It’s hard to argue with someone when they believe themselves to be a good person. Most people do I guess, but there’s some specific sort who believes that their success, or maybe their suffering — or any part of themselves they deem to be immutable — is what makes them virtuous. Maggie Gyllenhaal is The Kindergarten Teacher and she wears her vocation like a cross around her neck, returning to her New York suburb house in the evenings to a vacant husband, asshole kids, and a glass of wine.
That is, when it’s not one of the nights that she takes a ferry to the city to attend a poetry class for adults where her work is dismissed as derivative. It’s a level of indignity that she’s comfortable with, in her pretty kitchen she cooks meals that look like they’re outta some actual healthy eating book. Her attempts to connect with her family feel lifted from the self-help section, all about how things should be, rather than taking steps to improve things in a shape that makes sense.
It makes sense then that she’d grasp at the first fully formed solution that presents itself to her. One of the kids in her class reveals himself as a poetic prodigy and she interprets it as her reward for living a life she didn’t really choose. I mean, she wouldn’t put it that way of course; she’s a mentor to this child, the one who wants to see him live his best life.
It’s that duality which makes up the juicy core of Gyllenhaal’s performance. You get the sense that she’s probably a very good teacher, has a wonderful rapport with her students, and as she skirts just around the boundary of unprofessionalism she does so with what appears to be genuine warmth and kindness. Does she really live her life with this level of emotional accessibility, or her practise at performing it good enough to deceive even herself? For his part, Parker Sevak is wonderful as Jimmy, the child prodigy that she takes under her wing. Mostly in that he’s a naturalistic seeming kid and totally oblivious to whatever she’s trying to wring outta him at any specific moment.
His appearance in the film is like that of a living Rorschach test. One can just look into him and see whatever they want. Ajay Naidu as his father acknowledges that he’s a bit of an odd duck, but figures enough time around his peers will do him some good. Roza Salazar is a part time childminder who has little nicknames for him and around whom his energy seems boundless. Maybe these people just look at him and see the reality that they want, the idea of how their perfect child should act. It is possible to see also a small kid who just wants to do his best to impress the adults in his life.
Like, in one of his earlier interactions with her he lies about a dead mother. The reveal isn’t so much of a shock, everyone just figured that he was lying, nobody thinks to interrogate why though. They’ve their plans for this kid, and they’re going to run them through no matter what. There’s a wonderful queasiness to the slow unfolding of the mentorship that we see here. We know it’s wrong, like absolutely, but writer/director Sara Colangelo is so gentle in her characters’ convictions.

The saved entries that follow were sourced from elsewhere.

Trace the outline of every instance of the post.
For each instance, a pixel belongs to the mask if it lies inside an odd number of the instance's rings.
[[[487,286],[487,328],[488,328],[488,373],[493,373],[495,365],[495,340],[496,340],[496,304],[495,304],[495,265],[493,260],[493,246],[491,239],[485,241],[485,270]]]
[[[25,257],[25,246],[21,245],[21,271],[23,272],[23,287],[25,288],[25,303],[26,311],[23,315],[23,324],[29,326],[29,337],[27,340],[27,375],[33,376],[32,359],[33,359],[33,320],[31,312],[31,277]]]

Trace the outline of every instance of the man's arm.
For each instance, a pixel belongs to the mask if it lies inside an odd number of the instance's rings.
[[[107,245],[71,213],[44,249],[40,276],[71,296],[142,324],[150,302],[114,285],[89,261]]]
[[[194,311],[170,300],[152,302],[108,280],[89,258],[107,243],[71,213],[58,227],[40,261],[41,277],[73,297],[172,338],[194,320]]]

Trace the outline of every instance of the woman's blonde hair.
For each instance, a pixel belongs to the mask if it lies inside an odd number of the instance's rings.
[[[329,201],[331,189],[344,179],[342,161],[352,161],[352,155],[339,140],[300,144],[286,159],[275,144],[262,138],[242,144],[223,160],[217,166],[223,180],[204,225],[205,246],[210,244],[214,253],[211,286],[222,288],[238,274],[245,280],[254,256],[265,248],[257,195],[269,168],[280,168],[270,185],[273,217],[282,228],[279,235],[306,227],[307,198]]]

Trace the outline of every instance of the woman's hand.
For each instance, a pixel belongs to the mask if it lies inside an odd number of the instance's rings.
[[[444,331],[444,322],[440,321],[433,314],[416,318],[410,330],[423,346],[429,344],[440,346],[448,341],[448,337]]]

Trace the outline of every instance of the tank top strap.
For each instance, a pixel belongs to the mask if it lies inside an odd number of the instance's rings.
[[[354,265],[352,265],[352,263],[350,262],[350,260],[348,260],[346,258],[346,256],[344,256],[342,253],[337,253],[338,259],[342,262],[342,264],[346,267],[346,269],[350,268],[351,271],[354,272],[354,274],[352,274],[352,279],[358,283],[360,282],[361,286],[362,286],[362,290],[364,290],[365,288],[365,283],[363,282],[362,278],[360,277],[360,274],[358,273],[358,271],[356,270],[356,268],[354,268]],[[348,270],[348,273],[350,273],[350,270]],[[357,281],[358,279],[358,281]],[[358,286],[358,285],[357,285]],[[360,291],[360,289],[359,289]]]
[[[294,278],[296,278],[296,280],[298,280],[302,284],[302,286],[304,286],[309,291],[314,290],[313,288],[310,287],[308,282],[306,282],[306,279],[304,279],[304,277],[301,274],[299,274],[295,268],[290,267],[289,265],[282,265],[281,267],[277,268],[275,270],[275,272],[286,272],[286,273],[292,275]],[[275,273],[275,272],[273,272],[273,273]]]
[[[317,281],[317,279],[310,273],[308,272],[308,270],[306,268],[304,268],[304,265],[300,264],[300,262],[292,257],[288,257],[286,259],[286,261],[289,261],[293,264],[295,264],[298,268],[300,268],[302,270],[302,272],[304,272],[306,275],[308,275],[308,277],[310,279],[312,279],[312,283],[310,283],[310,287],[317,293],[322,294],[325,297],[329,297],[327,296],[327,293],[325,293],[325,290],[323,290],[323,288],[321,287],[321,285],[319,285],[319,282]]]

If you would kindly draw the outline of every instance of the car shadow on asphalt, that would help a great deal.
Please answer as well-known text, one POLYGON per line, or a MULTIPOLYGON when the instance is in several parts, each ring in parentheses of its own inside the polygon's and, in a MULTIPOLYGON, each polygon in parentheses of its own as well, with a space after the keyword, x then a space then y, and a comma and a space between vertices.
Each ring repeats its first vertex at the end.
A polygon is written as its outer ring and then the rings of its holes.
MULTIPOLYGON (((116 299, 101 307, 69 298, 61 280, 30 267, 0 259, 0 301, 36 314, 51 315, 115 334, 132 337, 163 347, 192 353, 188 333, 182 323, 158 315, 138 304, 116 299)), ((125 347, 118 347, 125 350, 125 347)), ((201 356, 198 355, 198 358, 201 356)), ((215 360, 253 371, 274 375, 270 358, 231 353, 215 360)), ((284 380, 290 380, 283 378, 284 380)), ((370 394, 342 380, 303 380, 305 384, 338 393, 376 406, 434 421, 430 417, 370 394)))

There’s this point where she asks the literal child what he thinks of her incredibly sexually inappropriate poem. And like, one can’t be entirely sure if she’s writing it it for him, or like for him. She’s clearly getting something from her time spent with this kid that she’s not getting from the family that she perceives as oafish (but who are in actuality fine, let your kids party woman). The closest she gets to a consummation is a quick fuck with her charming poetry teacher, Gael García Bernal, and when he gropes her in his office you get that she’s more flattered by the fact that he think she’s worth the risk.
Eventually things get pushed to a breaking point. It’s a bit of a reach, but according to the couple sitting behind me, it was something they actually needed to see. It just felt like a strange push towards a cynicism that the rest of the film doesn’t really exhibit. Like, Anna Baryshnikov plays the class’ teaching assistant and her presence and pointed glances get more time and emphasis as the film goes on without ever culminating in anything. When she is actually imbued with a greater textual importance, the film suddenly goes out of its way to sideline her.
There’s just a decline in empathy that we see in the closing moments; like the film really wants us to be shocked by what we’re seeing. When, really it has no way to reconcile the actions that we’re seeing with the emotional truth of what is depicted up until that point. There’s little moments that are come down with far more weight with the drastic action we see in the last ten minutes. It’s all quite expected and gets away with it thanks to the level of genuine discomfort that’s been laid on us up until that point.
Sure, like the final twist of the knife comes as a little unnecessary, but when you consider how slowly and excruciatingly it’s been driven directly into your chest up until that point, it becomes quite easy to forgive.
The Kindergarten Teacher is currently screening in UK cinemas.